Pada autotransformer, belitan primer
biasa disebut dengan istilah belitan common, dan belitan sekunder
biasa disebut belitan seri. Kedua belitan tersebut terhubung secara elektrikal,
menjadi satu sistem belitan, namun dipisahkan oleh sebuah node yang
membagi belitan menjadi dua bagian. Dengan cara ini, pada perubahan tegangan
yang kecil, biaya belitan lebih sedikit dibandingkan trafo konvensional, karena
menggunakan material dengan kuantitas lebih sedikit pula.
Trafo
TCUL
Pada trafo daya konvensional, umumnya
terdapat pengaturan perubahan tap trafo. Tap trafo ini berfungsi untuk merubah
rasio perbandingan jumlah belitan primer dan sekunder. Tujuannya, untuk
mengatasi kondisi saat tegangan input berubah lebih tinggi atau lebih
besar, maka tap dapat dirubah untuk mendapatkan hasil tegangan output
yang sama dengan pada saat tagangan input normal.

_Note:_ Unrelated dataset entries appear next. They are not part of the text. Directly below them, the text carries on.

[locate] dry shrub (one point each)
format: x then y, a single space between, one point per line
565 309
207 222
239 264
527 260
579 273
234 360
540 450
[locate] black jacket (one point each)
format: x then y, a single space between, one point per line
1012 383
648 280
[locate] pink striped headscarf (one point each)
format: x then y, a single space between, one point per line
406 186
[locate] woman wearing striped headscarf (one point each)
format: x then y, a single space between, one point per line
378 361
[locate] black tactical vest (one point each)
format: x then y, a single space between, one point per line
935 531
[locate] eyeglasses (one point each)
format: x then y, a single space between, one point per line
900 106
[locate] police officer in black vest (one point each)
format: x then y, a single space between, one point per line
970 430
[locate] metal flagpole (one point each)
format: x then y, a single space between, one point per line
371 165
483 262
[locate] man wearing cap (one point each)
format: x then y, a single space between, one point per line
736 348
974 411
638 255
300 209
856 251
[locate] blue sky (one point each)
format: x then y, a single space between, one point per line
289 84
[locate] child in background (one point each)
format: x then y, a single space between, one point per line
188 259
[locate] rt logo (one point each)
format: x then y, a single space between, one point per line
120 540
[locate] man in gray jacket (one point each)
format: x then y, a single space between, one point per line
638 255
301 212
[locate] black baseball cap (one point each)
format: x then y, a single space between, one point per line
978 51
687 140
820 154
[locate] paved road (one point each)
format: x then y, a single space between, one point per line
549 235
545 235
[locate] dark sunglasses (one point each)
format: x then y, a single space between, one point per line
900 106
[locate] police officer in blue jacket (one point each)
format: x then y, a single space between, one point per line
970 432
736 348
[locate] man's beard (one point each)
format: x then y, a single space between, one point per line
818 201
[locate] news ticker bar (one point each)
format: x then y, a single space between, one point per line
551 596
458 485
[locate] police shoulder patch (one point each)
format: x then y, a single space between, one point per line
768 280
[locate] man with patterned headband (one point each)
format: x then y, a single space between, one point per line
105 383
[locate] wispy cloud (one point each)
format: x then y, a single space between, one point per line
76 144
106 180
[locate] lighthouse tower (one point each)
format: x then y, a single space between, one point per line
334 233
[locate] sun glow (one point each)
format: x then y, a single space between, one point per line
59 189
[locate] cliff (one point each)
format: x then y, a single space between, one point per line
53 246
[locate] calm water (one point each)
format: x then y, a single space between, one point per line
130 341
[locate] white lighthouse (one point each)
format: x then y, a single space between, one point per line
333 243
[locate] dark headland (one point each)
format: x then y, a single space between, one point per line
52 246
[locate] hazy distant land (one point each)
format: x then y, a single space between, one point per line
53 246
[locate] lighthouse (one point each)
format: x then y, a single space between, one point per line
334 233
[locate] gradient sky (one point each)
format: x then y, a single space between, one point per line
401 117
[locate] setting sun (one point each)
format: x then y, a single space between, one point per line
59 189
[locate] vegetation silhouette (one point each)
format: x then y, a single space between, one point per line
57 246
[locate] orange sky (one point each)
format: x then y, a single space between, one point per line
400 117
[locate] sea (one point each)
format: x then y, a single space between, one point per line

Umumnya, trafo memiliki 4 level tap,
yaitu +2,5% dan +5% dari nominal rating voltage, serta -2,5% dan -5%
dari nominal rating voltage. Misalnya, pada sebuah trafo step-down
20kV/380V, pada nominal rating, dengan input 20kV, akan menghasilkan
output 380V. Bagaimana bila tegangan input dari sisi suplai tiba-tiba naik
sebesar 2,5%, yaitu menjadi sebesar 20,5 kV? tentu tegangan output trafo akan
naik secara linear menjadi 389,5 V. bila diinginkan tegangan output tetap pada
nilai 380V, pada contoh kasus tersebut, trafo dapat dirubah tap nya secara
manual ke titik +2,5%, yang berarti bahwa tegangan input naik sebesar 2,5%, sehingga
rasio belitan trafo akan berubah sehingga tegangan output akan tetap pada nilai
380 V. Perubahan tap secara manual tersebut haruslah dilakukan dalam kondisi
trafo shut off.
Pada kondisi trafo harus selalu on,
sedangkan beban tidak terkontrol, semisal pada sistem transmisi atau distribusi
listrik, maka perubahan tap perlu terjadi secara otomatis, baik untuk menaikkan
maupun menurunkan rasio belitan. Untuk tujuan itulah adanya trafo TCUL (tap
changing under load). Trafo ini akan otomatis menaikkan level tap saat tegangan
input naik, dan akan menurunkan level tap saat tegangan input turun, misalnya
karena dipengaruhi perubahan beban listrik, dan proses ini terjadi tanpa shut
down trafo itu sendiri, sehingga suplai listrik selalu terjaga dengan tegangan
yang lebih setabil.
Trafo
Instrumentasi
Trafo instrumentasi digunakan untuk
kebutuhan sistem pengukuran. Ada dua jenis trafo instrumentasi yang akan kami
bahas, yaitu potensial transformer (PT) dan current transformer
(CT). PT didesain khusus untuk sampling tegangan tinggi pada sisi primer, dan
menurunkannya menjadi tegangan rendah secara proporsional pada sisi sekunder. Tujuannya
agar alat ukur tegangan tinggi dan monitoringnya dapat menggunakan alat ukur dengan
kapasitas lebih kecil. Sekilas PT mirip dengan trafo step-down, akan
tetapi sebenarnya PT didesain hanya untuk menghandel arus listrik yang sangat
kecil dan didesain untuk menghasilkan tegangan rendah yang proporsional dengan
tegangan tingginya, secara akurat.
CT memiliki konstruksi yang sangat
berbeda dengan jenis trafo lainnya, dimana CT hanya memiliki satu jenis belitan
output, pada cincin berbahan ferromagnetic sebagai inti trafo. Cincin inti
dapat dibuka dan tutup, digunakan untuk looping pada kabel atau
konduktor yang ingin diukur arusnya. Dari induksi arus tersebut, belitan output
menghasilan arus output yang jauh lebih kecil dari arus yang diukur, sehingga CT
merupakan trafo yang digunakan untuk sampling atau mengukur nilai arus listrik.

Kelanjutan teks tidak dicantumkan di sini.